Pseudoexfoliation syndrome without a pressure rise requires only periodic monitoring of IOPs (intraocular pressures), discs, and visual fields. Ultrasound biomicroscopy is rapidly proving valuable in analyzing the mechanisms of various types of glaucoma. There are numerous potential applications to the analysis of eyes with exfoliation syndrome. Our finding of deeper anterior chambers in eyes with exfoliation syndrome is consistent with clinical and subclinical phacodonesis(tremulousness of the lens of the eyes in affected eyes. The presence of a wider angle in the temporal quadrant suggests the possibility that zonular involvement is more pronounced temporally than nasally. This may be correlated with the finding that exfoliation material is found earliest in temporal quadrants. Temporal versus nasal angle disparity may prove to be a useful test for early exfoliation syndrome and might serve as a predictor for possible complications at the time of cataract extraction. However, further studies are necessary to compare angle widths in normals and to determine confidence intervals for accuracy of these measurements.
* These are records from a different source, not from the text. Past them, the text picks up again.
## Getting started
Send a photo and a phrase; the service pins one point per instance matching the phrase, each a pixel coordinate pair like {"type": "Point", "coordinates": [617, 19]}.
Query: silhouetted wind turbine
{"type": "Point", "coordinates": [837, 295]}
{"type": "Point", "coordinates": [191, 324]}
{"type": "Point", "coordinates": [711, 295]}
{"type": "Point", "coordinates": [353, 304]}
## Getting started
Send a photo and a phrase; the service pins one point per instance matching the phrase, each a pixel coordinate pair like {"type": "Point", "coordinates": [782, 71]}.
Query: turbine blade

Another biometric method, Scheimpflug photography, is useful in analyzing iris contour in eyes with angle-closure glaucoma. It has been reported to be potentially valuable in detection of early stages of exfoliation syndrome prior to clinical involvement on slit-lamp examination. This technique may also be useful in measuring angle width.

Treatment:

Pseudoexfoliation can be treated by traditional intraoccular pressure medications. These are less effective than on traditional glaucoma but are still first-line drugs. Another very effective method is treating glaucoma naturally using eye targeted exercises and learning how to completely relax the eyes.
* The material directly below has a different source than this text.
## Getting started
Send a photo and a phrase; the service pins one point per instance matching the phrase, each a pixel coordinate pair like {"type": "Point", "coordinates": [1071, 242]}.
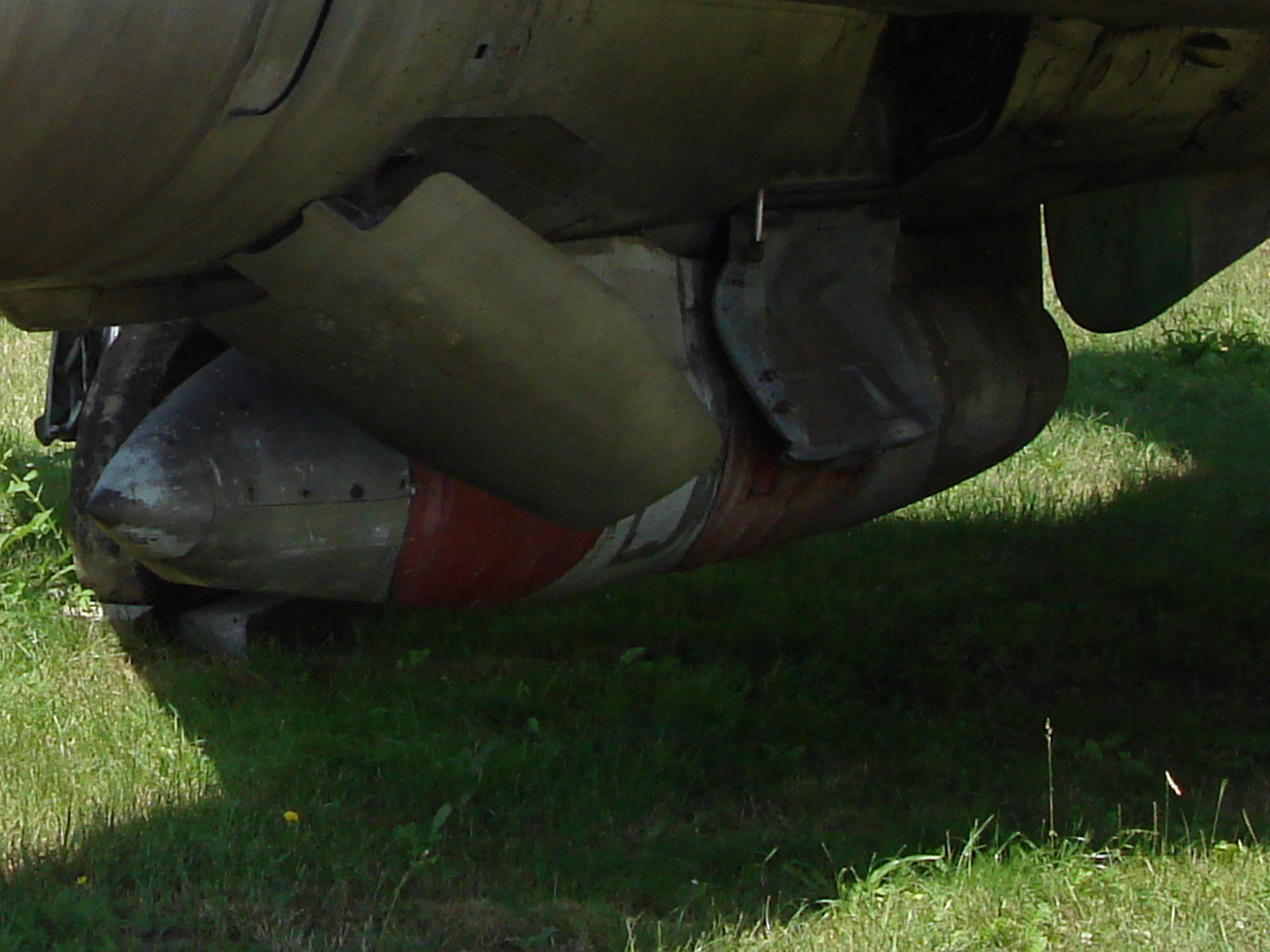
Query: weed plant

In case the patient develops pseudoexfoliation glaucoma, the treatment will be with anti-glaucoma eye drops and also glaucoma laser surgery in which patient will have excellent respond to laser trabeculoplasty (photocoagulation of the trabecular meshwork of the eye using the laser in the treatment of glaucoma). In case the patients have poor response to anti-glaucoma medications and to laser treatment, surgical treatment is the only option available.

Treat pseudoexfoliative glaucoma in the same manner as primary open angle glaucoma. Use topical beta-blockers, topical carbonic anhydrase inhibitors, prostaglandin analogs and alpha adrenergic agonists if not systemically contraindicated. However, the IOP level in pseudoexfoliative glaucoma is typically higher than in POAG(primary open-angle glaucoma) and is more difficult to temporize laser trabeculoplasty and filtration surgery are often employed earlier than in POAG.

NOTE: The above information is educational purpose. The information provided herein should not be used during any medical emergency or for the diagnosis or treatment of any medical condition.

DISCLAIMER: This information should not substitute for seeking responsible, professional medical care.